Covered California™ and the California Department of Health Care Services (DHCS) announced today that 500,108 Californians enrolled for health insurance and selected plans through the end of 2013 under the Patient Protection and Affordable Care Act, while 584,000 applicants were determined likely eligible for Medi-Cal coverage. DHCS also transitioned 630,000 individuals into the Medi-Cal program from the state’s Low Income Health Program. The statistics, reflecting enrollment activity from Oct. 1 through Dec. 31, 2013, show that the demand for health care coverage in California remains strong. And the preliminary total of enrollments in Covered California health insurance plans from Oct. 1, 2013, through Jan. 15, 2014, has increased to more than 625,000, demonstrating continued vigor in the new insurance marketplace.

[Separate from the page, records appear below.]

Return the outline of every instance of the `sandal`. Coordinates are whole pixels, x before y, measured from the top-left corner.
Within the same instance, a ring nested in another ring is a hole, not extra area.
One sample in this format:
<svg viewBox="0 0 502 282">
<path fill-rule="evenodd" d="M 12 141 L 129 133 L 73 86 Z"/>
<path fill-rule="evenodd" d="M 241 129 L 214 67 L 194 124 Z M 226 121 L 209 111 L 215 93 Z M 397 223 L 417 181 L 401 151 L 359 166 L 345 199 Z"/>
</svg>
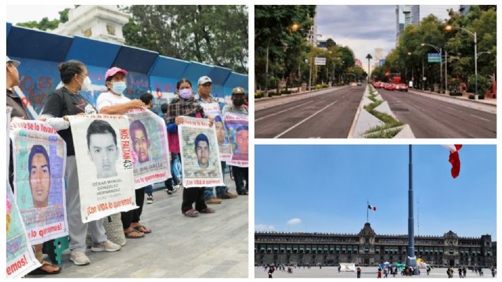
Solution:
<svg viewBox="0 0 502 282">
<path fill-rule="evenodd" d="M 136 238 L 143 238 L 144 237 L 144 234 L 142 234 L 141 236 L 134 236 L 132 235 L 132 233 L 137 233 L 137 234 L 141 234 L 142 232 L 139 230 L 132 228 L 132 230 L 129 230 L 128 232 L 124 232 L 124 235 L 126 235 L 126 238 L 128 239 L 136 239 Z"/>
<path fill-rule="evenodd" d="M 183 213 L 185 216 L 197 217 L 199 216 L 199 212 L 195 209 L 190 209 Z"/>
<path fill-rule="evenodd" d="M 206 207 L 199 212 L 200 212 L 201 214 L 213 214 L 216 211 L 215 211 L 213 209 L 211 209 L 211 207 Z"/>
<path fill-rule="evenodd" d="M 42 269 L 42 267 L 45 265 L 50 265 L 52 267 L 57 267 L 57 270 L 54 270 L 54 272 L 49 272 L 47 270 L 44 270 Z M 51 274 L 57 274 L 58 273 L 61 272 L 61 268 L 54 265 L 53 264 L 46 262 L 45 260 L 43 260 L 42 262 L 42 266 L 37 268 L 36 269 L 33 269 L 31 271 L 31 272 L 29 273 L 28 275 L 51 275 Z"/>
<path fill-rule="evenodd" d="M 146 228 L 144 225 L 142 225 L 141 224 L 139 225 L 136 225 L 136 226 L 133 227 L 132 228 L 139 231 L 142 233 L 144 233 L 144 234 L 151 233 L 151 230 Z M 142 230 L 141 230 L 142 228 L 143 229 Z"/>
</svg>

“We’re encouraged by the outpouring of interest and participation in the state insurance exchange,” said Covered California Executive Director Peter V. Lee. “While our objective is to insure all eligible Californians over time, independent estimates for Covered California’s subsidy-eligible enrollment by the March 31 deadline range between 487,000 and 696,000. These impressive numbers for the first half of open enrollment and the continued momentum in January tell us we are on track to meeting, if not beating, those enrollment estimates as we continue to pick up steam.” Lee noted that of those enrolled so far, 424,936 are eligible for subsidies. “We are pleased that Californians — many for the first time — are getting quality, affordable health insurance to protect themselves and their families,” Lee added.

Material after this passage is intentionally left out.